O
capitalismo visto em sua face atual, bem como o ideário econômico
que lhe dá sustentação, parece, por vezes, incompreensível para
as pessoas comuns, como eu.
É
isso mesmo, é incompreensível de fato e não é à toa, mas
propositalmente, para passar a impressão de que as medidas
econômicas, privadas ou públicas, são adotadas com o nobre
objetivo de atender ao bem comum.
Algo
como o famoso "deixar o bolo crescer para depois dividir".

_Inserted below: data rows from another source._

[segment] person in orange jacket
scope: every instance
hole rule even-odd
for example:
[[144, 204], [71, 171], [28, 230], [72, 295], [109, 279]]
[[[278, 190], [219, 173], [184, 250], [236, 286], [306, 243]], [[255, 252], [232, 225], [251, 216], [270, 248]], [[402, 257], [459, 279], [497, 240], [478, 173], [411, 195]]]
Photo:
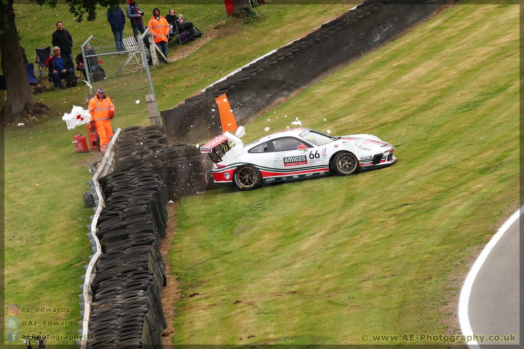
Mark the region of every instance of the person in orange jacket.
[[90, 118], [91, 129], [96, 129], [100, 138], [100, 151], [103, 152], [107, 149], [106, 144], [111, 140], [109, 137], [113, 136], [110, 120], [115, 116], [115, 105], [104, 94], [104, 89], [99, 88], [96, 95], [89, 101], [88, 109], [91, 114]]
[[[167, 20], [160, 16], [159, 9], [155, 8], [153, 9], [153, 16], [149, 19], [147, 26], [153, 32], [153, 41], [155, 43], [167, 58], [167, 42], [170, 27]], [[162, 61], [161, 58], [160, 58], [160, 61]]]

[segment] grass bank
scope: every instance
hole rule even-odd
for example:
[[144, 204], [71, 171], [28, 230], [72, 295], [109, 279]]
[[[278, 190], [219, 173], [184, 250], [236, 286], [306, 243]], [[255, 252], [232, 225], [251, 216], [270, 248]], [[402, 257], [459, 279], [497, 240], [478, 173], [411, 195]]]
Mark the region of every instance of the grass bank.
[[370, 133], [399, 161], [180, 200], [173, 343], [457, 333], [470, 263], [518, 207], [518, 52], [517, 6], [465, 2], [247, 125]]
[[[162, 13], [167, 11], [165, 4], [150, 4], [151, 9], [156, 6]], [[181, 5], [177, 9], [182, 12], [182, 6], [190, 5]], [[189, 57], [151, 71], [155, 86], [167, 91], [159, 101], [159, 108], [173, 106], [219, 79], [220, 71], [223, 75], [351, 6], [272, 4], [257, 9], [267, 20], [246, 26], [228, 19], [215, 38]], [[54, 23], [59, 20], [71, 32], [75, 47], [92, 33], [107, 41], [113, 38], [108, 26], [105, 25], [103, 9], [94, 22], [78, 24], [66, 5], [59, 5], [54, 9], [34, 4], [17, 4], [15, 8], [21, 43], [31, 61], [35, 48], [50, 45]], [[132, 34], [129, 28], [125, 32], [126, 36]], [[73, 50], [73, 53], [79, 52]], [[214, 66], [217, 68], [213, 69]], [[169, 90], [165, 86], [168, 82], [172, 85]], [[84, 95], [88, 92], [85, 86], [79, 85], [67, 91], [50, 89], [38, 94], [37, 100], [50, 107], [45, 116], [38, 120], [30, 118], [23, 126], [10, 125], [5, 129], [5, 301], [19, 307], [15, 317], [19, 321], [16, 329], [19, 338], [23, 333], [72, 335], [78, 328], [68, 322], [80, 319], [77, 296], [82, 283], [80, 277], [92, 253], [85, 234], [89, 223], [85, 220], [93, 211], [83, 208], [81, 198], [82, 192], [89, 189], [87, 161], [96, 155], [74, 152], [71, 143], [74, 131], [67, 130], [61, 116], [73, 104], [83, 105]], [[116, 108], [117, 117], [118, 105]], [[81, 132], [85, 128], [78, 130]], [[64, 307], [69, 310], [36, 313], [36, 309], [42, 306]], [[31, 312], [23, 313], [23, 308]], [[66, 322], [43, 325], [44, 320]], [[26, 322], [23, 326], [23, 321]], [[29, 321], [34, 325], [28, 324]], [[76, 345], [69, 339], [49, 343], [57, 342]]]

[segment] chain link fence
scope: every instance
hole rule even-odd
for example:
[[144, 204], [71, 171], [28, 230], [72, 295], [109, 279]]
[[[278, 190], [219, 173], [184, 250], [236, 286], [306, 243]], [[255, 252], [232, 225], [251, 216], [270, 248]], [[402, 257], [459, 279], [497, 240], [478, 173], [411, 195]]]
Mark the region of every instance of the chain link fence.
[[[225, 20], [227, 16], [223, 0], [202, 0], [199, 3], [198, 6], [180, 4], [169, 8], [166, 7], [166, 14], [171, 8], [175, 10], [177, 17], [183, 15], [184, 21], [192, 23], [193, 26], [204, 36], [214, 28], [217, 23]], [[163, 10], [163, 8], [162, 9]], [[180, 33], [177, 32], [177, 28], [174, 25], [173, 27], [173, 37], [176, 37]], [[174, 52], [177, 50], [183, 54], [183, 46], [178, 39], [170, 40], [168, 45], [168, 51], [173, 51]]]
[[94, 95], [102, 88], [116, 107], [113, 127], [150, 125], [146, 95], [153, 92], [140, 45], [125, 42], [117, 48], [114, 41], [91, 37], [82, 47], [82, 53], [86, 68], [82, 79], [91, 85], [91, 93]]
[[[172, 7], [177, 16], [182, 14], [184, 20], [191, 22], [204, 36], [227, 16], [222, 0], [203, 0], [198, 5], [180, 4], [170, 5], [169, 8], [166, 6], [161, 9], [161, 13], [169, 13]], [[144, 25], [147, 25], [145, 21]], [[176, 31], [176, 27], [173, 29]], [[144, 39], [148, 40], [147, 37]], [[92, 94], [94, 95], [97, 88], [102, 88], [115, 104], [115, 117], [111, 122], [113, 128], [150, 125], [151, 114], [159, 115], [150, 82], [149, 67], [144, 61], [149, 59], [150, 52], [133, 37], [124, 38], [123, 46], [117, 47], [114, 41], [91, 36], [81, 49], [84, 64], [82, 79], [90, 86]], [[168, 49], [171, 53], [178, 49], [184, 54], [183, 47], [178, 39], [170, 40]], [[148, 95], [152, 95], [148, 100], [153, 101], [149, 102], [149, 108], [146, 103]], [[149, 110], [156, 112], [151, 113]]]

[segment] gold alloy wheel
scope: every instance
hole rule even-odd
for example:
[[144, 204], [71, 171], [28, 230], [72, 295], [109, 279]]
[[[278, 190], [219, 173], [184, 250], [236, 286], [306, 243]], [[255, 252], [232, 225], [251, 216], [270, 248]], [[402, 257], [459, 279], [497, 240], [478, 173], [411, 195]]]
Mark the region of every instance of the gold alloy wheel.
[[351, 152], [341, 153], [335, 161], [337, 169], [344, 174], [351, 174], [355, 172], [358, 166], [356, 157]]
[[236, 179], [241, 186], [246, 189], [252, 188], [257, 184], [258, 176], [252, 167], [242, 167], [236, 173]]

Tudo isso é falso como uma nota de três reais.
As
teorias econômicas modernas e pós-modernas possuem um único
objetivo: produzir uma justificação teórica, acadêmica, para a
acumulação de mais riqueza por aquele que já é rico ou, no
limite, para proteção dessa riqueza contra perdas.
A
ideia central que justifica a economia é muito simples e os jargões
econômicos e o linguajar difícil são meros artifícios retóricos,
sofismáticos, que buscam dar ares de cientificidade à fraude
econômica perpetrada em desfavor da quase totalidade da humanidade.
Nesse
ponto devo ressaltar que não sou economista. Estou aqui exercitando
exclusivamente a minha intuição.
A
ideia central é essa: o único produtor de riqueza é o trabalho,
através da transformação da natureza; a riqueza total é uma só,
cujo valor, dividido por um arbitrário número, é representado pela
moeda; a quantidade de moeda somente pode ser expandida se houver
mais riqueza a justificar a expansão; se houver acumulação
excessiva, o sistema falha por conta da ausência de dinheiro em
circulação; se houver expansão da moeda sem expansão da riqueza,
o sistema falha em virtude da inflação; inflação é somente a
relativa à expansão monetária sem lastro na riqueza; não existe
inflação por demanda, cuja alta de preços deve ser acomodada pelo
mercado.
Essa
ideia simples de economia real, a meu ver, é deturpada para dar
lugar aos alicerces da economia pretendida.
Para
entender essa ideia central, deve-se, inicialmente, lembrar que o
sistema econômico planetário é fechado, ou seja, não existem
espaços a ser conquistados, novas fronteiras a ser abertas.
Marte
ainda está muito longe e desabitado e Vênus é muito quente e
abafado. Não será possível inaugurar um banco nesses planetas,
então, só existe mesmo o nosso planeta a ser considerado na
economia, que é, pois, um ambiente fechado.
Também
deve-se recordar que hoje em dia as economias locais são
completamente conectadas umas com as outras.
A
partir dessa ideia de sistema fechado, tome-se por hipótese um mundo
com cem pessoas e que cada uma delas tenha uma riqueza equivalente a
cem reais. Assim, o total de moeda circulante é de dez mil reais.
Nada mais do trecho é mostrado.